On the occasion of the World Savings Day, here are five ideas, more or less risky, to invest and grow these savings.
“The health crisis has only reinforced this propensity to save without investing. In other words: to put aside, especially during the lockdown, while keeping this nest egg under one’s mattress (or almost) – whether for fear of “blocking” one’s funds in an uncertain context, or of losing money on risky supports”, notes Albert d’Anthoüard, Director of Private Clients at Nalo. And the second confinement will only encourage the French in this direction. In this context, what to do with one’s savings?
1. The classic savings books
Without expenses and guaranteed by the State, the booklet A allows to pour or to withdraw money at any time. Interest is exempt from income tax and social security contributions. The Livret de développement durable et solidaire offers the same advantages, but its ceiling is 12,000 euros compared to 22,950 for the Livret A. For its part, the popular savings book, limited to 7,700 euros and reserved for the most modest incomes, offers a yield of 1%. For short term investments, the Livret A and LDDS are still essential, even if their remuneration, fixed at 0.5%, will not increase for a long time.
Due to inflation estimated at 1.1% in 2019 by INSEE, the purchasing power of savings placed in a Livret A is decreasing. “Doubt and fear of tomorrow prevail in this period. The Livret A remains the best answer, but we need to go further,” says Yves Mazin, vice-president of the CNCGP and manager of Vision Patrimoine.
2. The insurance for life
Since the beginning of the health crisis, savers are now withdrawing more than they are depositing in their life insurance policies. Between January and July, the collection was -5.2 billion euros, against + 17.3 billion euros in 2019 over the same period, according to the French Federation of Insurance. “What is plummeting is the yield in euro funds. The units of account on the other hand follow the stock market weather. Today the saver who invests on units of account will not lose, but he must want a long-term investment”, indicates Yves Mazin.
The advantage of this investment? To vary one’s savings in a single vehicle. “It’s a liquid investment that can be diversified ad infinitum with SCPIs, shares and bonds,” insists Alain Iteney, manager of Arthus Conseil. Contrary to a widespread idea, the savings are not blocked for 8 years, it is only the duration which allows to benefit from the most favorable taxation.
3. Real Estate
If you have enough reserves to deal with unforeseen events, it is interesting to position yourself in less liquid assets. And real estate is one of them to take advantage of the still very low interest rates. The sector is resilient thanks to sustained demand in and around major cities and competitive yields that should help maintain asset prices. However, taxes and fees on real estate remain quite high. It is essential to include them in the calculation of the return. “The purchase of bare ownership allows to avoid the heavy tax burden during the whole period”, suggests Didier Bujon, Managing Director of Equance. Opting for this solution requires time: bare ownership lasts on average 17 years…

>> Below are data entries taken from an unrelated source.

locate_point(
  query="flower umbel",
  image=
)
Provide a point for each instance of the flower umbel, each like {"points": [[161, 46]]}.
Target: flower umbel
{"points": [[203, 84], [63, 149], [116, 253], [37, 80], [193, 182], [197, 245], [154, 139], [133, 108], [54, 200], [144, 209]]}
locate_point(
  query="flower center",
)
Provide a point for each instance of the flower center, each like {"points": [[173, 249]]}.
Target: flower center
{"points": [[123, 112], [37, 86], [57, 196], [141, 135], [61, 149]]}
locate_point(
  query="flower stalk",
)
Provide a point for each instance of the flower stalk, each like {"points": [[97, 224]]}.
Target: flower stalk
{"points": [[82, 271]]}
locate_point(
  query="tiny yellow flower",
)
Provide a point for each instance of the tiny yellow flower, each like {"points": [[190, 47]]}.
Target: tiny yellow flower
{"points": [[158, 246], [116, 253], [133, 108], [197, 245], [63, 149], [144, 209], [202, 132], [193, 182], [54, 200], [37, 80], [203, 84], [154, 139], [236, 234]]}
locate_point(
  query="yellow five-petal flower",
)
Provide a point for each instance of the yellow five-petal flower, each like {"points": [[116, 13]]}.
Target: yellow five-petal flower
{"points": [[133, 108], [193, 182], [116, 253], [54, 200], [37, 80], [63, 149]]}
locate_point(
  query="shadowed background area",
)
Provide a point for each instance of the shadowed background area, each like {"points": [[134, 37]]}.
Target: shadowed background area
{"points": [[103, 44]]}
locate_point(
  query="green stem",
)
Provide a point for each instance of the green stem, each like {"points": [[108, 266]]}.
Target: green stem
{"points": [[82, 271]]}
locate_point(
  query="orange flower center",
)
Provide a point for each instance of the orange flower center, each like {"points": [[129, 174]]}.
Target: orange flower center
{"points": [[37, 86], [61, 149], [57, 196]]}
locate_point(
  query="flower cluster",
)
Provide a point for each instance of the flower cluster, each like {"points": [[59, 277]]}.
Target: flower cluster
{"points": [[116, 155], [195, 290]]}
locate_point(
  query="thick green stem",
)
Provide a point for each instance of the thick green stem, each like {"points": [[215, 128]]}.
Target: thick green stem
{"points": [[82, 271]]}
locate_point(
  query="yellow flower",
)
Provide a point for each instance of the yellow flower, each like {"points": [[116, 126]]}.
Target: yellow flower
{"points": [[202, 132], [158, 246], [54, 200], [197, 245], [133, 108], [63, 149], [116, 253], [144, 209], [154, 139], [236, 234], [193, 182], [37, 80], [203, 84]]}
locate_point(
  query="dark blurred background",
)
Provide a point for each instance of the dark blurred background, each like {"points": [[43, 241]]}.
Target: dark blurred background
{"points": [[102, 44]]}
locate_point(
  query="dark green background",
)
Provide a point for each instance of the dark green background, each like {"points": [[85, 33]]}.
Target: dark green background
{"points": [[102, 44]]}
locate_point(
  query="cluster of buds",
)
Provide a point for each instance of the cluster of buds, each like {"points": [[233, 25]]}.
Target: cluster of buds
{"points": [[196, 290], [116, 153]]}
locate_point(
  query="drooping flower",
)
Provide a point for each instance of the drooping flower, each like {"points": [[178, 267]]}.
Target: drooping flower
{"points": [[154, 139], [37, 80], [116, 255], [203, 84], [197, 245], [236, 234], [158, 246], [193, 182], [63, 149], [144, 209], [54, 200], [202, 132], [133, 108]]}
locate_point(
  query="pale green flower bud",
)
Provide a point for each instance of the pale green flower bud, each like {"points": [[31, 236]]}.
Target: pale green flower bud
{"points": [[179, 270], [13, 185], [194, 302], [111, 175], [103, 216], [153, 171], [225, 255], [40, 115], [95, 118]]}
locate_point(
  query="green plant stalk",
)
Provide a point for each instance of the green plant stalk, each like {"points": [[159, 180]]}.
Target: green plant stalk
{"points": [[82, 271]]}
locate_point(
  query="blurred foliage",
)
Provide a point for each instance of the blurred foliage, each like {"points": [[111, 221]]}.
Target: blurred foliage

“The first wave of the Covid-19 was not sustainable enough to impact the resilience of the real estate market and therefore prices in Q2 2020,”. But what about the second one? Its effect could significantly reduce volumes, with practical problems adding to the lack of confidence and new fears about buyers’ solvency. This could of course also impact prices. A correction that could generate opportunities for those who know how to be selective. On the tertiary property side, concern is the order of the day. Even if the stone remains a refuge value, the difficulties of payment of the rents during the crisis also risks to involve a fall of the valuations of the funds of the SCI and SCPI. “While rent collection and new investments were almost back to normal, this possible reconfinement could bring the sector’s recovery to a halt,” says Pierre Garin, director of the Linxea real estate division. Shopping centers and hotels are the most affected assets, while healthcare, logistics and residential are resisting. As for offices, they are protected for the moment by firm leases, but the next few years could be more difficult. “You should always look to diversify within the real estate asset class,” says Souleymane-Jean Galadima, director of private investor relations at Mata Capital.
4. The retirement savings plan
Created by the Pact law of May 22, 2019, this investment is currently a tool for preparing for retirement that offers a tax bonus in the form of a deduction from taxable income. For example, a saver whose marginal bracket is 30% and who invests 10,000 euros will get a tax reduction of 3,000 euros. “The tax deduction can be made upstream and the exit can be made in capital,” explains Alain Iteney. As with life insurance, the level of risk taken in the asset allocation will be determined according to what the investor decides to put into his or her PER.
Please note that, with some exceptions such as the purchase of a principal residence, the funds are not available before the date of retirement. No legal minimum is required to have access to this investment, although some insurance companies do require one.